Senior Vice President, Conference Organization, United States Association for Small Business and Entrepreneurship

While many small businesses are started by a solo entrepreneur, it has become increasingly difficult to grow and scale a new venture without a team. Whereas hiring experts and using advanced data tools help to identify new markets for your business expansion, small business owners tend to rely on their intuition and gut feeling when it comes to building the right team. Yet this is not the best approach.

So what makes a successful team that can help take your business to the next level? Prior scholarly research highlighted the importance of three main aspects: prior experience, competencies, and passion.

Prior experience

Prior startup experience, together with product and industry knowledge, predict new venture success and growth. Oftentimes, small business owners bring on board their business friends, family members, and co-workers who share similar backgrounds and experiences, resulting in a fairly homogeneous human and social capital within the team.

While this strategy can be beneficial to promote faster and unified decision-making in the team, it also constrains the team’s pool of resources, creativity, and willingness to explore. As such, diversity in the team members’ functional experiences (i.e., industry, marketing, financial, management experience) is more beneficial for enlarging the scope of action of your small business.

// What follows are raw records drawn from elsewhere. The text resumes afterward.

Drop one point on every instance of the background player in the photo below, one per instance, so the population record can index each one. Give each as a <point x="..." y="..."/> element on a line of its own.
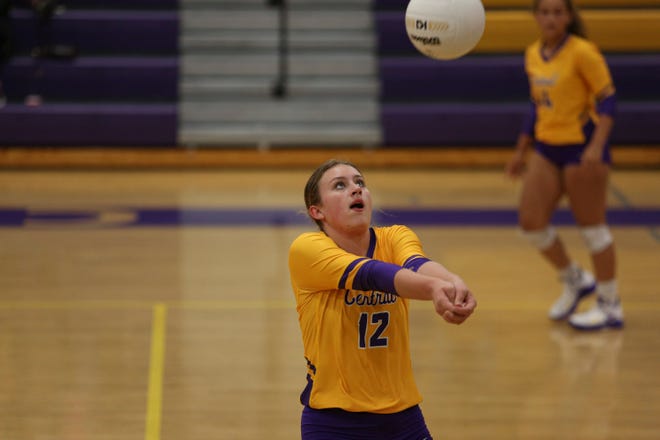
<point x="352" y="283"/>
<point x="573" y="105"/>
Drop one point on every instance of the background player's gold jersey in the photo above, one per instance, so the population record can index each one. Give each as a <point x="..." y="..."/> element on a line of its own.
<point x="565" y="88"/>
<point x="356" y="342"/>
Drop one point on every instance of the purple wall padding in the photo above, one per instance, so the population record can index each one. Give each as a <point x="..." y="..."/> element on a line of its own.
<point x="103" y="31"/>
<point x="496" y="124"/>
<point x="467" y="79"/>
<point x="94" y="78"/>
<point x="113" y="4"/>
<point x="451" y="124"/>
<point x="89" y="125"/>
<point x="501" y="77"/>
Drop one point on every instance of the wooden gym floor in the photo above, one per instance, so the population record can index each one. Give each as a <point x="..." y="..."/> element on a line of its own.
<point x="153" y="305"/>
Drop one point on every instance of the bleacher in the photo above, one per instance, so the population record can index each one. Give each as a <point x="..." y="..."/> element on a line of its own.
<point x="122" y="86"/>
<point x="118" y="88"/>
<point x="481" y="99"/>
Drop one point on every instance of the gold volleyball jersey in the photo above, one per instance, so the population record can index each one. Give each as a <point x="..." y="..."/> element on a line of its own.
<point x="356" y="342"/>
<point x="565" y="88"/>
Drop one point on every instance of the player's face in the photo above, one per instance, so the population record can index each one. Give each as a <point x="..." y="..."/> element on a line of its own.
<point x="345" y="199"/>
<point x="553" y="18"/>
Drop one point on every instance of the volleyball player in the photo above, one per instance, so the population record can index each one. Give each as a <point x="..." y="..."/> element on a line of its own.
<point x="571" y="117"/>
<point x="352" y="283"/>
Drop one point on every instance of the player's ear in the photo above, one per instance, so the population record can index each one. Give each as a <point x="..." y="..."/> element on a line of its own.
<point x="315" y="213"/>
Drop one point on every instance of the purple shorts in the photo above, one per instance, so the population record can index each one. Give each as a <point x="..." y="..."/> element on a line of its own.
<point x="567" y="154"/>
<point x="337" y="424"/>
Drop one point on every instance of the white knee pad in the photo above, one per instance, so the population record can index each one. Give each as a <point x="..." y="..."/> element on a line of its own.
<point x="597" y="238"/>
<point x="542" y="238"/>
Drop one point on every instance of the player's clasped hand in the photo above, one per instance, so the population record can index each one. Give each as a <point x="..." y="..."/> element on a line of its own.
<point x="454" y="301"/>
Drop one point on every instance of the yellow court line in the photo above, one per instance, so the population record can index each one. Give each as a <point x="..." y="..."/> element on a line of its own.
<point x="490" y="305"/>
<point x="156" y="367"/>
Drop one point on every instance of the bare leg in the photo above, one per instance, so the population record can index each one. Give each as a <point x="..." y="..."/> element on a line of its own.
<point x="586" y="185"/>
<point x="542" y="189"/>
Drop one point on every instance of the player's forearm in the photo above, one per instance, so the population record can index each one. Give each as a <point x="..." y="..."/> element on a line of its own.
<point x="414" y="285"/>
<point x="437" y="270"/>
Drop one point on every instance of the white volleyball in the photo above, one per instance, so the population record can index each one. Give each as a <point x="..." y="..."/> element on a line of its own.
<point x="445" y="29"/>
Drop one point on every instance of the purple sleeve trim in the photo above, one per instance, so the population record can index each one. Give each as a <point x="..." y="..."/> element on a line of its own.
<point x="530" y="120"/>
<point x="376" y="275"/>
<point x="342" y="281"/>
<point x="413" y="263"/>
<point x="607" y="106"/>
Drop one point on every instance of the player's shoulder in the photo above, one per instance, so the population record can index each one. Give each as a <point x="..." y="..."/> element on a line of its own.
<point x="308" y="237"/>
<point x="582" y="46"/>
<point x="392" y="230"/>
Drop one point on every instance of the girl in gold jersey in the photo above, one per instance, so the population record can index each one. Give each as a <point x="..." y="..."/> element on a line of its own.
<point x="571" y="116"/>
<point x="352" y="283"/>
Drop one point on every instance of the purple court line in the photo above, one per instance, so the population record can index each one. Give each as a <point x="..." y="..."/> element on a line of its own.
<point x="181" y="217"/>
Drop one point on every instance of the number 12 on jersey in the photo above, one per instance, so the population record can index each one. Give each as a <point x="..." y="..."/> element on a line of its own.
<point x="371" y="327"/>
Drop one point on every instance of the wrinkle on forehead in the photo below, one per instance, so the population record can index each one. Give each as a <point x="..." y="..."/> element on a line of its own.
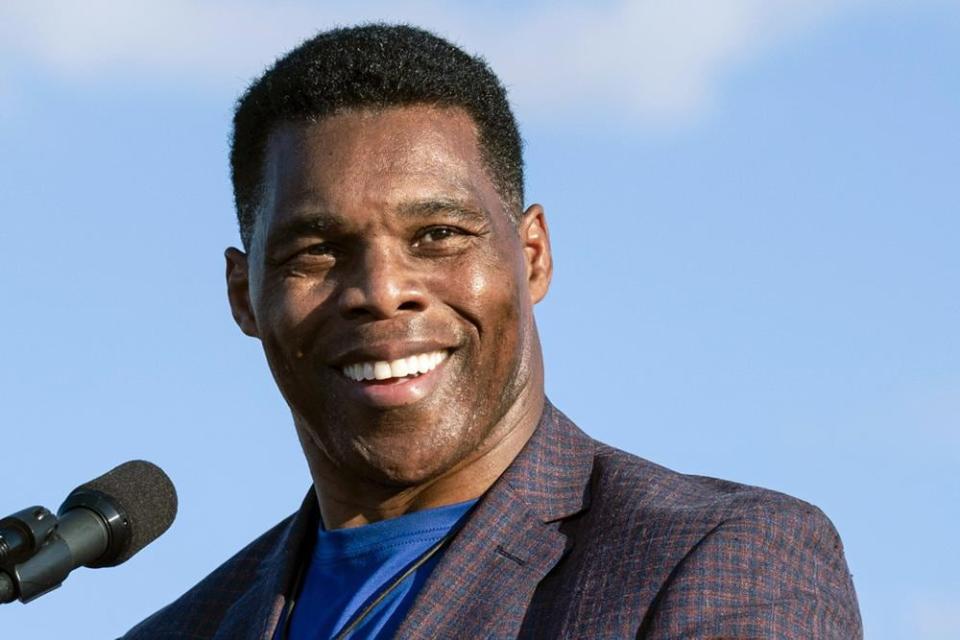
<point x="438" y="158"/>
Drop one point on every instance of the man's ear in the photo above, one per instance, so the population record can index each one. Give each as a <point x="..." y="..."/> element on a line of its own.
<point x="238" y="291"/>
<point x="536" y="247"/>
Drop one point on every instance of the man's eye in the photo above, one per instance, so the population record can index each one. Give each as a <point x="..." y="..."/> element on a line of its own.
<point x="319" y="249"/>
<point x="437" y="234"/>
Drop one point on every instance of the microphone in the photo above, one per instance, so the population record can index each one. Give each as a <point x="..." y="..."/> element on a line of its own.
<point x="101" y="524"/>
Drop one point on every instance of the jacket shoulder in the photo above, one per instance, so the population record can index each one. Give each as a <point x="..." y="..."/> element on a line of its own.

Entrepreneurial skills and competencies (i.e., soft skills such as vision and resilience) of the team members are positively related to the successful performance and potential growth of small businesses. When two or more people create interdependent relations with the common goal of growing a small business, their individual capabilities are heightened, refined, and enhanced as a team competence.

While the collective cognitions, attitudes, or capabilities of teams may facilitate agreement and reduce conflict, they can also harm an individual’s metacognition – knowing what you are good at doing and what you are not – and deteriorate performance. Thus, when teams are forming , small business owners must be aware of the importance of complementary skills and competencies while preserving idiosyncrasies in the skill set of each team member.


Finally, team passion matters for the performance of your business. Higher levels of positive collective emotions and shared identity among team members are related to better team processes and improved outcomes. Regardless of how any particular team member experiences their individual passion, the critical question is how passionate the team is for growing and expanding the business. Small business owners should cultivate collective affect for developing a business among all the team members, as this has positive implications for future performance.

Yet diversity of passion among individual team members can also emerge, and this negatively affects team dynamics due to conflicting emotions and identities regarding the strategic vision for the future of the business. Accordingly, small business owners should also consider passion diversity when bringing new members on board and how that can disrupt the status quo of the team and consequently, the business performance in the long run.

The exact blend of prior experience, competencies, and passion in your team is the secret sauce for building and sustaining the “A-team” necessary to take your business to the next level. Experience and knowledge, combined with complementary soft skills and a shared vision and passion for the future of your business is your best path toward success.